Abstract:  Current and future space-based processing applications are requiring, and will require, increasing amount of onboard processing capability.  One way to achieve a high level of processing capability is through the use of COTS high performance processors.  While current COTS high performance processors are exhibiting adequate Total Integrated Dose (TID) performance to meet the requirements of the natural space radiation environment, Single Event Upsets) SEUs caused by heavy ions and solar flares are, and will remain, a problem.  Traditional approaches to mitigate the SEU problem involve fixed redundancy schemes such as Self Checking Pairs (SCP) or Triple Modular Redundancy (TMR).  While effective in mitigating the effects of SEUs, use of these techniques comes at a high price, 100% overhead for SCP, and 200% overhead for TMR, particularly when such a level of protection is not needed.  In such cases, it would be beneficial to be able to convert that overhead into useful mission processing capability. The idea behind Dependable Multiprocessor (DM) is be able to configure the processing system appropriately to maximize the processing capability available to the mission as a function of the mission environment which includes mission application criticality and mode of operation as well as the physical space radiation environment. In the DM technology, this is accomplished in two ways: first, through the use of high-level, fault-tolerant middleware to effectively and efficiently manage a high-performance, fault-tolerant, COTS-based cluster processor in a radiation environment, and second, to effectively and efficiently use software implemented fault tolerance and Algorithm-Based Fault Tolerance (ABFT) to enhance system immunity to SEUs.

DM technology has been developed as part of NASA’s New Millennium Program (NMP) ST8 project. The objective of the NMP ST8 DM effort is to combine high-performance, fault-tolerant, COTS-based cluster processing with replication services, ABFT, and fault tolerant middleware in an architecture and software framework capable of supporting a wide variety of mission applications.  DM development is continuing as one of the four selected ST8 flight experiments.

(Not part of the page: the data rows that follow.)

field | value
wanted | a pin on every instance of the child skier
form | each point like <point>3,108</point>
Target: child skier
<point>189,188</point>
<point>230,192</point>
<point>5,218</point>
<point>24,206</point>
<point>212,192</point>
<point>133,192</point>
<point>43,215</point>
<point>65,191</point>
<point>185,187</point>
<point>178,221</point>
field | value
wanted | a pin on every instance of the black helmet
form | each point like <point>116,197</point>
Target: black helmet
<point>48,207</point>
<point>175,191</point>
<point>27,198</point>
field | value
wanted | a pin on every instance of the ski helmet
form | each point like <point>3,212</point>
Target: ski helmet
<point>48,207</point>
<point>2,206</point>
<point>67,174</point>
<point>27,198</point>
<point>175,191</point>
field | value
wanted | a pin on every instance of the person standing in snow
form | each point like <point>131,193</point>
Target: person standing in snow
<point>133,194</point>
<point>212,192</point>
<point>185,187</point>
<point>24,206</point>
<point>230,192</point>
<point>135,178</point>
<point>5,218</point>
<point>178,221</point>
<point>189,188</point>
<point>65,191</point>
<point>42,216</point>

The DM project completed Phase B, the Formulation Phase portion of the development effort and is now in Phase C/D, the Implementation Phase.  During Phase B, the DM project successfully passed the TRL5 Technology Maturity Assessment technology validation gate, the E-PDR (Experiment-Preliminary Design Review) gate, and the NAR (Non-Advocate Review) gate.  The ST8 project passed the P-PDR (Project-Preliminary Design Review) gate and received NASA Project Confirmation.  Plans for the DM TRL7 flight experiment, demonstration, and validation were also refined during Phase B.  The paper will provide an overview of DM technology and will describe the TRL5 validation experiments, demonstrations, and performance, the flight system baseline, and the plans for the DM flight experiment and validation.